Il faut veiller à ne pas trop multiplier nos engagements. Cela pourrait nuire à notre efficacité. Ce projet de loi de finances permet de conserver 18 750 postes, avec un déploiement d’effectifs sur le territoire national pour des opérations intérieures. Si nos militaires peuvent assumer cette mission ponctuellement, il ne leur appartient pas de le faire de manière pérenne.
D’autres fléchages sont possibles. Il faut veiller à ce que les effectifs de gendarmes et de policiers soient suffisants pour assurer pleinement la sécurité intérieure et limiter le déploiement de militaires aux compétences complémentaires.
Le programme 212 « Soutien de la politique de défense » regroupe notamment l’ensemble des crédits de personnel du ministère de la défense. En 2016, ces dépenses devraient augmenter de 3 %.
On apprécie les efforts consentis pour l’augmentation des effectifs dans le domaine du renseignement « sécurité et défense », mais on peut regretter que les dépenses diminuent pour la marine et l’armée de l’air.
La question du surcoût des opérations extérieures a largement alimenté le débat ces dernières années. La provision destinée à couvrir ce surcoût n’est que de 450 millions d’euros, comme en 2015, alors que le dépassement s’élevait à plus de 650 millions d'euros cette année-là. Elle devrait donc de nouveau se révéler insuffisante.
De la même manière, le surcoût lié aux opérations intérieures devrait être largement supérieur aux 26 millions d'euros budgétisés au titre II. En 2015, il s’est élevé à 194 millions d'euros pour l’opération Sentinelle et il ne devrait pas baisser en 2016.
De plus, la question de la budgétisation et du financement des OPEX et des opérations intérieures crée une incertitude sur l’équilibre budgétaire.
Monsieur le ministre, en 2013, l’exécution de la loi de programmation militaire était mal engagée, étant donné l’existence d’une forte contrainte budgétaire, alors que débutaient les interventions au Mali. Nous constatons que vous avez su transformer d’aléatoires recettes extrabudgétaires en crédits budgétaires ; cela représente 9 milliards d’euros de crédits supplémentaires pour la période 2015-2019.
Les opérations extérieures ont fortement mobilisé l’ensemble de nos troupes. Le maintien de l’efficacité opérationnelle nécessite de prendre en considération les difficultés matérielles et morales auxquelles elles sont confrontées.
Les opérations menées de front par l’armée française ne pourront se poursuivre sur le long terme sans effectifs supplémentaires, d’autant que l’étendue des théâtres d’opérations est parfois considérable.

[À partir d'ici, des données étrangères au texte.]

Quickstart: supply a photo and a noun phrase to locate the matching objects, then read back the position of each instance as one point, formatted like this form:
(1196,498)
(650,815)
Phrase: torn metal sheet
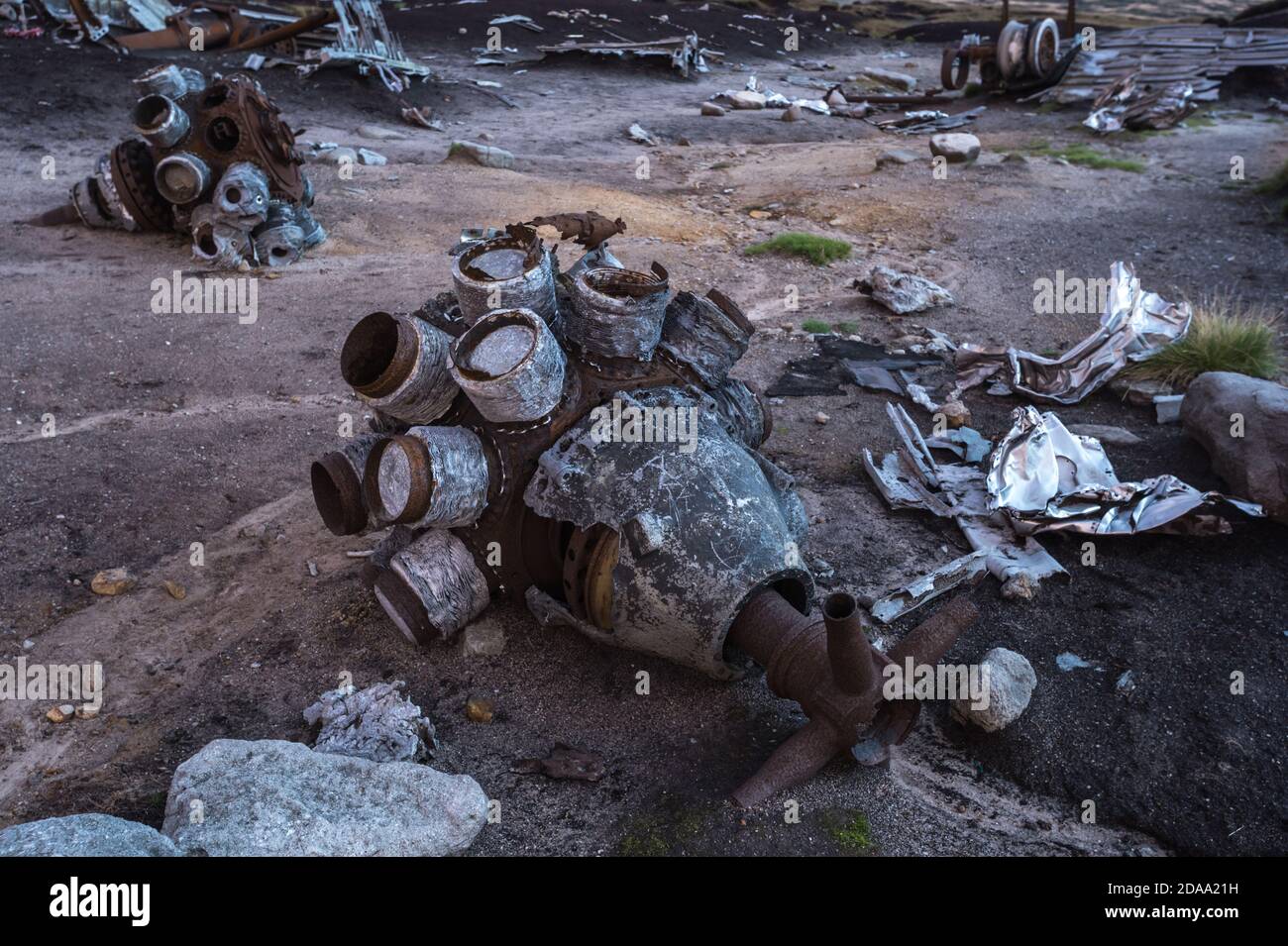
(966,569)
(1047,478)
(1133,326)
(1134,110)
(687,53)
(1198,54)
(957,490)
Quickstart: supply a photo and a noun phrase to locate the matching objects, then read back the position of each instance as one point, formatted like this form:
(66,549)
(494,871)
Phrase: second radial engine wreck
(213,158)
(576,439)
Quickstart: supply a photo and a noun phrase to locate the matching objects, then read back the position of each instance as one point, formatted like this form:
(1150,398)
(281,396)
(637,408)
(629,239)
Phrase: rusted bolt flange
(399,365)
(510,366)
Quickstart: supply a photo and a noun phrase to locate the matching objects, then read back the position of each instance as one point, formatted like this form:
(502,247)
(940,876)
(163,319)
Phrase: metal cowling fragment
(510,271)
(160,121)
(510,366)
(433,588)
(618,313)
(338,485)
(399,365)
(706,336)
(429,476)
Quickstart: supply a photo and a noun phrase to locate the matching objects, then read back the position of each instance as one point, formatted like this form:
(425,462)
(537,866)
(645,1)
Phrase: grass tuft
(816,250)
(1227,335)
(1086,156)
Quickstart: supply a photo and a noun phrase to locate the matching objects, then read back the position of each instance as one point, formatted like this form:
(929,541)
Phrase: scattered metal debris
(1126,106)
(377,723)
(1199,55)
(590,454)
(1133,326)
(686,53)
(969,569)
(903,292)
(1046,478)
(911,477)
(217,161)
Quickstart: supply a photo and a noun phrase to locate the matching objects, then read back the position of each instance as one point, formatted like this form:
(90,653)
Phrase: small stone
(480,709)
(339,156)
(956,147)
(112,581)
(1009,683)
(380,133)
(956,413)
(896,80)
(484,637)
(896,156)
(483,155)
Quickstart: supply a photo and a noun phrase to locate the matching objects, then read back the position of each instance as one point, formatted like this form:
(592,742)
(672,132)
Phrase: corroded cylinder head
(617,313)
(338,485)
(160,121)
(505,273)
(399,365)
(181,177)
(510,366)
(429,476)
(433,588)
(243,192)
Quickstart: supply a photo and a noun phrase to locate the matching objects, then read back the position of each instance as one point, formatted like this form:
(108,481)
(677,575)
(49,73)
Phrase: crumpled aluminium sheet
(1046,478)
(911,477)
(1133,326)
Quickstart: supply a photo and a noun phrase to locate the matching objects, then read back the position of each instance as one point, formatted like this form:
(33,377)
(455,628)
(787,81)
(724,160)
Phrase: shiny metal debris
(911,477)
(597,463)
(1046,478)
(1133,326)
(1127,106)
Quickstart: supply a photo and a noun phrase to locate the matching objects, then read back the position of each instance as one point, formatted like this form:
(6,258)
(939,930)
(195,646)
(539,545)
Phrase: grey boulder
(85,835)
(1254,465)
(275,798)
(1009,683)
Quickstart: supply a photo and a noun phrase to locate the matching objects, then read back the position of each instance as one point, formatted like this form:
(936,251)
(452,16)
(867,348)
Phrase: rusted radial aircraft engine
(578,441)
(213,158)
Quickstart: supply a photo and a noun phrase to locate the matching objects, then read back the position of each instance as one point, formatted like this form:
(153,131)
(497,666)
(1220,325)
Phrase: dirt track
(176,429)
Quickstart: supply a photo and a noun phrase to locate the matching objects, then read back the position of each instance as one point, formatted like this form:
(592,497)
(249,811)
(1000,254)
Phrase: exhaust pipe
(510,366)
(429,476)
(432,588)
(399,366)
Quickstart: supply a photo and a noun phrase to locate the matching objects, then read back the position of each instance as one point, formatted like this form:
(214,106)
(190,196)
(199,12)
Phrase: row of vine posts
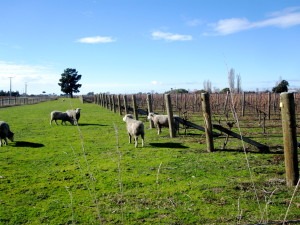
(280,105)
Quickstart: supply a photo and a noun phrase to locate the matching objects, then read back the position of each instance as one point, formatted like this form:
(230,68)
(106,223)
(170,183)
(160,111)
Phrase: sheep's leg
(142,140)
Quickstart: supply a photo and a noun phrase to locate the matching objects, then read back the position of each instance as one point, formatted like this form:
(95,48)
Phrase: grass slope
(90,174)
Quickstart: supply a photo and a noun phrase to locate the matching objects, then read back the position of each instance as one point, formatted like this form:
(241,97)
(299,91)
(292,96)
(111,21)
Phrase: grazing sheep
(160,121)
(5,133)
(63,116)
(134,128)
(74,113)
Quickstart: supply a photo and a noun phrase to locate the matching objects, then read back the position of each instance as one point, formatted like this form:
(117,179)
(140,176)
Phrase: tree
(68,81)
(282,86)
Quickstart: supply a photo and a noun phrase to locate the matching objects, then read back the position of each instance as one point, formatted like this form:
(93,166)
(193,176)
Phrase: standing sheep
(134,128)
(160,121)
(63,116)
(75,114)
(5,133)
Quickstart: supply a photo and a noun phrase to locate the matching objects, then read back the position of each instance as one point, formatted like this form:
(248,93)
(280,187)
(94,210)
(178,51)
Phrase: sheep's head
(127,116)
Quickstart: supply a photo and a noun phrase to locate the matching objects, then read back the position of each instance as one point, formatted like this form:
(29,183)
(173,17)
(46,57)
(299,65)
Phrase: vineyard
(257,114)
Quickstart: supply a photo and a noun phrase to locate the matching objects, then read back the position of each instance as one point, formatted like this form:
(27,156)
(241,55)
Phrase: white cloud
(37,78)
(158,35)
(287,18)
(194,22)
(96,40)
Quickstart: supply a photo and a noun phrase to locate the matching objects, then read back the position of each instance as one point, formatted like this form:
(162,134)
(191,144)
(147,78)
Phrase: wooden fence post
(149,107)
(113,103)
(170,115)
(269,105)
(119,104)
(289,138)
(243,103)
(125,104)
(135,114)
(207,121)
(226,101)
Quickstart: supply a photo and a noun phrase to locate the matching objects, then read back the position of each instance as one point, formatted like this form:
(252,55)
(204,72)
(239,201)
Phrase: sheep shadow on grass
(28,144)
(91,124)
(168,145)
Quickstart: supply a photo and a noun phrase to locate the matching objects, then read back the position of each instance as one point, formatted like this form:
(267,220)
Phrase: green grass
(90,174)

La France s’est investie au-delà de ses capacités. Membre permanent du Conseil de sécurité des Nations unies, elle assume ses responsabilités. Pourrons-nous durablement poursuivre toutes les opérations extérieures en cours ?
Les OPEX démontrent la nécessité d’une Europe de la défense, nécessité dont le groupe UDI-UC est absolument convaincu, car nous sommes désormais en état de guerre, ce qui signifie que nous devrons faire des sacrifices.

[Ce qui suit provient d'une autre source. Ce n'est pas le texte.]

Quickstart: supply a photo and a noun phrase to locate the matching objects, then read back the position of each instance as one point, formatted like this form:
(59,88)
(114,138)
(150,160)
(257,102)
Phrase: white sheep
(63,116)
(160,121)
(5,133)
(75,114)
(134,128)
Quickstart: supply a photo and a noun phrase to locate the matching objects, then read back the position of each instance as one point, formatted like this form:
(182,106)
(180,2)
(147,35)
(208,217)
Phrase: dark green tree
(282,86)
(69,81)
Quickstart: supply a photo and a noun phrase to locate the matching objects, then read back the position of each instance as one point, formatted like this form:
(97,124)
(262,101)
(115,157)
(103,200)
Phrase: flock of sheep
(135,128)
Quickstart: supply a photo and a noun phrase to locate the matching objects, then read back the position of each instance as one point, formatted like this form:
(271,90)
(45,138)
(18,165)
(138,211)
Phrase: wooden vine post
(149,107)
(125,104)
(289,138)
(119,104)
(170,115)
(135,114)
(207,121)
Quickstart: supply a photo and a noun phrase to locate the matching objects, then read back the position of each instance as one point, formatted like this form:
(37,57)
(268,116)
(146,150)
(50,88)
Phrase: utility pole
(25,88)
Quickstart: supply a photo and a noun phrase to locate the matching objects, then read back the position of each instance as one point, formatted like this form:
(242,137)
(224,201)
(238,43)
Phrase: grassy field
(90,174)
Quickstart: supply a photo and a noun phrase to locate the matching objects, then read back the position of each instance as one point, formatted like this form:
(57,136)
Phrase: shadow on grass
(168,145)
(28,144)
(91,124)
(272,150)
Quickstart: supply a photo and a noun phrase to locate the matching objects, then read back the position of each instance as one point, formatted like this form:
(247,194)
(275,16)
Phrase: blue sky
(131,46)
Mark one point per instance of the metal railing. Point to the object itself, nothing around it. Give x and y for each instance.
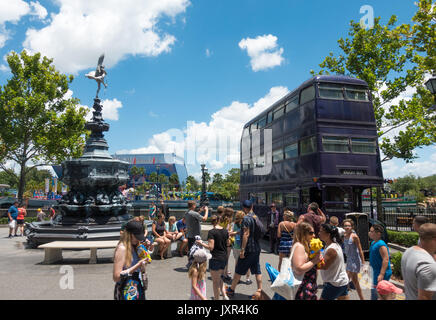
(401, 218)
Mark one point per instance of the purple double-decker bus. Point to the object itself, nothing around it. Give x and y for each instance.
(316, 144)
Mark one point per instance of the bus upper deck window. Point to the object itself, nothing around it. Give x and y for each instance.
(330, 91)
(269, 117)
(363, 145)
(262, 123)
(335, 144)
(307, 94)
(277, 155)
(356, 93)
(291, 104)
(307, 145)
(253, 127)
(279, 112)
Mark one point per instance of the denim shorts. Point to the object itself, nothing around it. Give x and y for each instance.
(216, 265)
(250, 262)
(330, 292)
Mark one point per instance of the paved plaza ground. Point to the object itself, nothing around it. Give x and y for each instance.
(25, 277)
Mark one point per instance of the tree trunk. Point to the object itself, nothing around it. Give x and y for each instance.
(380, 215)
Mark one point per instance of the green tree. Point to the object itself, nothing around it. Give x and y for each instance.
(38, 125)
(391, 59)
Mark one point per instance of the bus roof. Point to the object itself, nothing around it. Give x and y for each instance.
(318, 78)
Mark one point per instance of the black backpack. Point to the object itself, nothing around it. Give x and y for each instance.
(259, 228)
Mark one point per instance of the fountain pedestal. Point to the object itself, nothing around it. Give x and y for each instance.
(93, 209)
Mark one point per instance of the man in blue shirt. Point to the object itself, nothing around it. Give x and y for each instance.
(12, 219)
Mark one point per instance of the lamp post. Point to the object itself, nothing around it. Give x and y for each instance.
(157, 182)
(203, 198)
(431, 86)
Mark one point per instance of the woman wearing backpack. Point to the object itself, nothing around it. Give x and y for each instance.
(304, 269)
(285, 232)
(249, 257)
(129, 270)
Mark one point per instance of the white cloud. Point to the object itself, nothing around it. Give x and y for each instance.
(82, 30)
(13, 10)
(10, 11)
(110, 109)
(263, 52)
(215, 143)
(38, 10)
(153, 115)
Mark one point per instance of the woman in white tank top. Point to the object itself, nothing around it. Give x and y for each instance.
(333, 272)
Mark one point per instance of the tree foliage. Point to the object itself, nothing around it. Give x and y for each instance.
(417, 187)
(38, 125)
(227, 187)
(392, 58)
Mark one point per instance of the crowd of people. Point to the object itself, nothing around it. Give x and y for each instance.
(339, 265)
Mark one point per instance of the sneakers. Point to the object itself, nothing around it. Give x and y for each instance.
(229, 292)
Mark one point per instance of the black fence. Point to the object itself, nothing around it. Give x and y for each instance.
(401, 218)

Le terrorisme international utilise tous les moyens médiatiques pour séduire, convaincre, tromper, terroriser, notamment à partir des réseaux sociaux. Nous devons gagner la bataille du cyberespace, car la cybernétique est à la source d’une réelle menace, qui ne cesse de croître en se perfectionnant.
Le déploiement d’effectifs est une réponse objective au besoin d’un corps militaire nouveau. Nous en sommes très satisfaits.

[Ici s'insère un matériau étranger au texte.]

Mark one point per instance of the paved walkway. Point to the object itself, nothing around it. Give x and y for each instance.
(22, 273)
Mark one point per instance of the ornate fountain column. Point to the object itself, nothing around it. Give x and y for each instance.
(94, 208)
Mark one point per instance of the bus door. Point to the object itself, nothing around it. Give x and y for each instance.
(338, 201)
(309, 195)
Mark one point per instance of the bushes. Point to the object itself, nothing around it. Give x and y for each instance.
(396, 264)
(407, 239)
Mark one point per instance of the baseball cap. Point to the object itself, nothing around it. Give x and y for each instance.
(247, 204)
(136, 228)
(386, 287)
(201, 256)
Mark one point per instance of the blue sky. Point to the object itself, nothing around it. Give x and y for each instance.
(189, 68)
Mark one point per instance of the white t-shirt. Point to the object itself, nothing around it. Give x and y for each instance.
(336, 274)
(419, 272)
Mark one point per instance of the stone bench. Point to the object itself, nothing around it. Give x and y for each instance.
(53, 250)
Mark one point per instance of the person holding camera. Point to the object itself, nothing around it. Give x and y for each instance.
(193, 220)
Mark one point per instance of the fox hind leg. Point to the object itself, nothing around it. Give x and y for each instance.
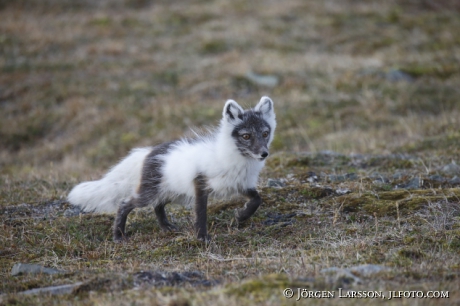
(119, 225)
(163, 219)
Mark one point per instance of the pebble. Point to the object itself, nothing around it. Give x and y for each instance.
(23, 268)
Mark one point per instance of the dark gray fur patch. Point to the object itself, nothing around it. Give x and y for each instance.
(254, 124)
(149, 188)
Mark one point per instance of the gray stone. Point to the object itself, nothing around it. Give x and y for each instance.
(396, 75)
(455, 180)
(22, 268)
(451, 168)
(71, 212)
(53, 290)
(414, 183)
(340, 278)
(368, 270)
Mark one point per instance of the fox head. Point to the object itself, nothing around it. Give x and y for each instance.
(252, 130)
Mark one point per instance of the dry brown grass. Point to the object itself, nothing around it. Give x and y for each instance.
(83, 83)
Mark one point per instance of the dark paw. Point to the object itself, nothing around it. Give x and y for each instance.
(204, 238)
(120, 238)
(241, 215)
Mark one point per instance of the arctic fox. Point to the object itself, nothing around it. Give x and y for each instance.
(225, 162)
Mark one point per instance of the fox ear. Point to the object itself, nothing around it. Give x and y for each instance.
(232, 111)
(265, 106)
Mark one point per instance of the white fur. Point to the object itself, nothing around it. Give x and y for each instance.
(119, 184)
(216, 157)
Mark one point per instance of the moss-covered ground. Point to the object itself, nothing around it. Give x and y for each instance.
(363, 168)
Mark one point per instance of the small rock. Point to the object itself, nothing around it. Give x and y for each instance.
(340, 278)
(379, 178)
(414, 183)
(437, 178)
(398, 175)
(275, 183)
(396, 75)
(367, 270)
(263, 80)
(342, 191)
(451, 168)
(312, 177)
(342, 178)
(53, 290)
(22, 268)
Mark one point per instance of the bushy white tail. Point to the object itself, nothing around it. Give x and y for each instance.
(118, 185)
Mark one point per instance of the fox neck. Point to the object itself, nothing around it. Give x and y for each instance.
(227, 150)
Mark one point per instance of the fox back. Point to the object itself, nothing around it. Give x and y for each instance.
(230, 158)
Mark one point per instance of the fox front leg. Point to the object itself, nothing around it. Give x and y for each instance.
(201, 206)
(119, 225)
(250, 207)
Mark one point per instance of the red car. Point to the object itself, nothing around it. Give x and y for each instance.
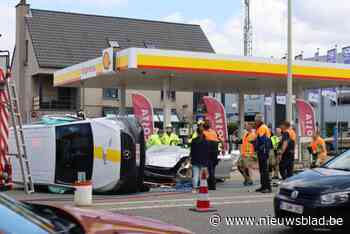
(36, 218)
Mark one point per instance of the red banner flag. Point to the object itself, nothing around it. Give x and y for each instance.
(306, 116)
(217, 117)
(4, 125)
(143, 112)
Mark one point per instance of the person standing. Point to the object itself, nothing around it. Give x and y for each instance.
(276, 146)
(263, 146)
(288, 149)
(169, 137)
(154, 139)
(199, 154)
(318, 150)
(213, 140)
(247, 154)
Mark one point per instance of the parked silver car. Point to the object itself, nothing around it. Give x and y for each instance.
(173, 162)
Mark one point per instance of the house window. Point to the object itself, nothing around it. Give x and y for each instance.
(26, 55)
(172, 95)
(110, 93)
(149, 44)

J’évoquerai maintenant les moyens techniques. Avec la menace terroriste, tant à l’intérieur de nos frontières qu’à l’international, le contexte a radicalement changé.
Le monde s’arme vite et lourdement. Plus que jamais, nous vendons dans le monde entier des armes terrestres, maritimes ou aériennes. Le montant des commandes annuelles d’armement français a été multiplié par trois, passant de 5, 1 milliards d’euros en 2010 à 15 milliards d’euros en 2015.
Nous saluons la réussite à l’exportation de l’avion de combat Rafale, en Égypte, au Qatar et, prochainement, en Inde. La construction de frégates permet également d’optimiser la charge des chantiers navals concernés.
Ces succès à l’export soulagent le budget de la défense. Une bonne partie de cette manne contribue à améliorer le traitement des militaires et une autre à remplacer et à moderniser nos équipements.
Nos excellents résultats à l’exportation ont un effet favorable à court terme, mais ils placent la barre très haut pour les prochaines années. Au rythme où évoluent nos besoins, ne faudra-t-il pas, à moyen terme, trouver encore de nouvelles recettes pour assurer le financement pérenne des programmes militaires et celui des OPEX ?
Nos armées soutiennent nos industriels à l’exportation. Leurs prestations sont facturées. En 2013, l’armée de terre a ainsi reçu 1, 3 million d’euros et l’armée de l’air 6, 3 millions d’euros. Ces montants sont-ils à la hauteur des services rendus ? Sur ce point, monsieur le ministre, il nous semble qu’une analyse fine s’impose. Dans un contexte budgétaire tendu, toute recette est importante. N’y a-t-il pas lieu de réévaluer le règlement des prestations militaires au bénéfice de nos industriels ?
Les crédits du programme 146 « Équipement des forces » passent de 16, 7 milliards d’euros à 17 milliards d’euros. Les actions déjà engagées par les armées françaises rendent urgent l’engagement des dépenses d’équipement prévues par la Direction générale de l’armement. Ce programme connaît de fortes tensions de trésorerie, car les crédits budgétaires sont mis tardivement à disposition du délégué général pour l’armement.
L’intensité de l’engagement des armées sur les théâtres extérieurs et sur le territoire national représente une lourde charge pour le programme 178 et risque d’entraîner d’importants problèmes de trésorerie.
Les crédits du programme 144 « Environnement et prospective de la politique de défense » sont en baisse. Nous approuvons que la priorité soit donnée aux activités opérationnelles.
Au-delà de ce projet de budget, notre diplomatie doit renouer un dialogue ferme avec l’Arabie saoudite, les Émirats arabes unis et le Qatar, qui, du fait d’intérêts divergents, reprennent d’une main ce qu’ils nous concèdent d’une autre.
La France joue un rôle clé en Syrie et en Irak, mais surtout en Europe. Les frontières à l’Est et les frontières en Méditerranée sont d’une importance stratégique essentielle. La mise en place d’un bouclier européen doit se concrétiser. La France seule ne peut pas tout : elle doit agir avec l’OTAN et le Conseil de sécurité des Nations unies.
Pour conclure, nous constatons avec satisfaction, monsieur le ministre, que le projet de budget pour 2016 traduit des changements attendus. Les ressources du ministère de la défense sont accrues et mieux sécurisées. Elles s’établissent à près de 32 milliards d’euros, soit une hausse de 1, 8 % par rapport à 2015. Les ressources exceptionnelles sont remplacées par des crédits budgétaires, afin de sécuriser le budget de la défense. L’effort de défense exige un effort de dépense !
Les sénateurs UDI-UC voteront à l’unanimité ce projet de budget.